Histories
Kendra Yee’s work follows the history of a contemporary ceramic drawstring bag made by artist Marilyn Levine, which appears on the artist’s 2005 website in a list of missing artworks the artist sought to find and that coincidentally, Kendra found in the Gardiner Museum’s collection. She retells the story of the object
through two gifs, demonstrating the object’s appearance on both websites, and through a ceramic tile she made that tells the story through images.
Juan Pablo Hernandez Gutierrez’s video work overlaps a 3D printing file code with a three-dimensional render of a Quimbaya terracotta earthenware object from the Gardiner Museum’s collection, speaking to practices of imitation, counterfeiting, bootlegging and 'guaqueria' (looting) already present in his artistic practice.
Through a QR code, he freely shares the 3D printing code, creating a public resource for recreation of the object, opening up the possibility for cloning the object and somehow, teleporting it to its original lands.

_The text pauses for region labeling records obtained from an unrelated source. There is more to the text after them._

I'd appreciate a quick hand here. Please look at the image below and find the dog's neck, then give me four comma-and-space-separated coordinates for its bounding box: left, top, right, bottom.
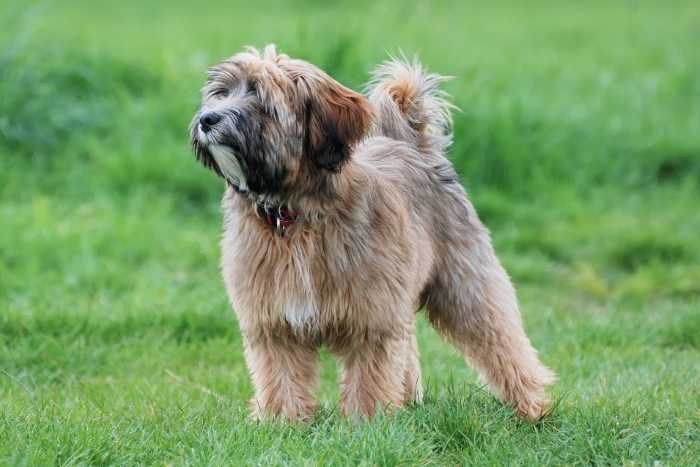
228, 161, 368, 237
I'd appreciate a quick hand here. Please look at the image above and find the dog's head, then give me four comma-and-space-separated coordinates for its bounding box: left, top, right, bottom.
190, 46, 372, 200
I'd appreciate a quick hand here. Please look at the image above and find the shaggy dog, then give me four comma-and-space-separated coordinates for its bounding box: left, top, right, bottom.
191, 46, 554, 420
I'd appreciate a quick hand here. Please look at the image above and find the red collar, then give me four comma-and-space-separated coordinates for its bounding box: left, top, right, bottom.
256, 203, 302, 237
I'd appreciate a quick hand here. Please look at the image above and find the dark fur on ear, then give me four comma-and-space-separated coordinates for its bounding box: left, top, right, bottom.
297, 73, 372, 171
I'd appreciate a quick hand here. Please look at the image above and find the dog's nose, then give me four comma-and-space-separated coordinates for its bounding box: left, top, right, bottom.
199, 112, 221, 133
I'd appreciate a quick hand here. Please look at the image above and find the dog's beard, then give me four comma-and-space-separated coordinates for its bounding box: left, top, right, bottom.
196, 128, 248, 192
207, 144, 248, 191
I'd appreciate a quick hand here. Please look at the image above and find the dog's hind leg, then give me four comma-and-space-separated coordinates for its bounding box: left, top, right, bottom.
425, 234, 555, 421
403, 327, 423, 404
340, 330, 410, 417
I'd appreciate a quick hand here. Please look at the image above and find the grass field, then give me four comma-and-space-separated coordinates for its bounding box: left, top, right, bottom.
0, 0, 700, 465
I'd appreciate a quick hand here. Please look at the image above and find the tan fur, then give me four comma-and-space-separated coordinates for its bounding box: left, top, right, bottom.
193, 47, 554, 420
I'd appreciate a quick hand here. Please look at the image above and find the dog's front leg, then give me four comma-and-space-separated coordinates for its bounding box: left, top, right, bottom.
245, 336, 318, 421
340, 336, 410, 417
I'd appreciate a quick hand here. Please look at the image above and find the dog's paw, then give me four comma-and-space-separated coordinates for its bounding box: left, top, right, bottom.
515, 397, 552, 423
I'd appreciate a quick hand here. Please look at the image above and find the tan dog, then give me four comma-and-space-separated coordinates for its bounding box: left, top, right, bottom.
191, 46, 554, 420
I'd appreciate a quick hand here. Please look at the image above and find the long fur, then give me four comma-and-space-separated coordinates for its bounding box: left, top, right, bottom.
191, 46, 554, 420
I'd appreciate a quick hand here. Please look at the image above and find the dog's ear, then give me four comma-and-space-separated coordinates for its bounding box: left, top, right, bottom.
299, 74, 372, 171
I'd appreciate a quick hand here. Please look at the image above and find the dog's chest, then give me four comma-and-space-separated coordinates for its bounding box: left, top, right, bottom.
282, 297, 319, 333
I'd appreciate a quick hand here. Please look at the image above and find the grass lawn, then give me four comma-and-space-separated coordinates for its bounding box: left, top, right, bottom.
0, 0, 700, 466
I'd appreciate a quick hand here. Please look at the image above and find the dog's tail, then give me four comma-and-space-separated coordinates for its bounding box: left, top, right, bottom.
366, 56, 456, 153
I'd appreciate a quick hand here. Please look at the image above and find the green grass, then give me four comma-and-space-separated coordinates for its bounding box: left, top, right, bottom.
0, 0, 700, 465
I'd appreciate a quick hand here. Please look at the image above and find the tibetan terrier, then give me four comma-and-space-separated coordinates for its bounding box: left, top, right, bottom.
191, 46, 554, 420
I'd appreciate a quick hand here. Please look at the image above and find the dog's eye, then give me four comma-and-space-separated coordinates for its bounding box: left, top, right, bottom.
246, 81, 257, 94
209, 87, 228, 97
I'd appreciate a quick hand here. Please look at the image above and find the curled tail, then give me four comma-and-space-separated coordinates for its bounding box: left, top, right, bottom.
366, 57, 455, 153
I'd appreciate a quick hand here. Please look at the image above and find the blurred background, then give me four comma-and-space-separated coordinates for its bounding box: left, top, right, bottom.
0, 0, 700, 464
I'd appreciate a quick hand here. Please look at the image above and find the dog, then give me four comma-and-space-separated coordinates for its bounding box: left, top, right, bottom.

Shaheer Zazai aims to subtract the attachment and stereotype of war and violence from his home country of Afghanistan’s international image through investigating the 35 “war rugs” from the Textile Museum collection, a collection which retells the history of the Afghan war from a North American perspective. By removing war imagery, he pieces together new rug designs in the form of
four digital collages that only leave behind gardens and plant life that follow the oldest traditions of rug-making in Afghanistan.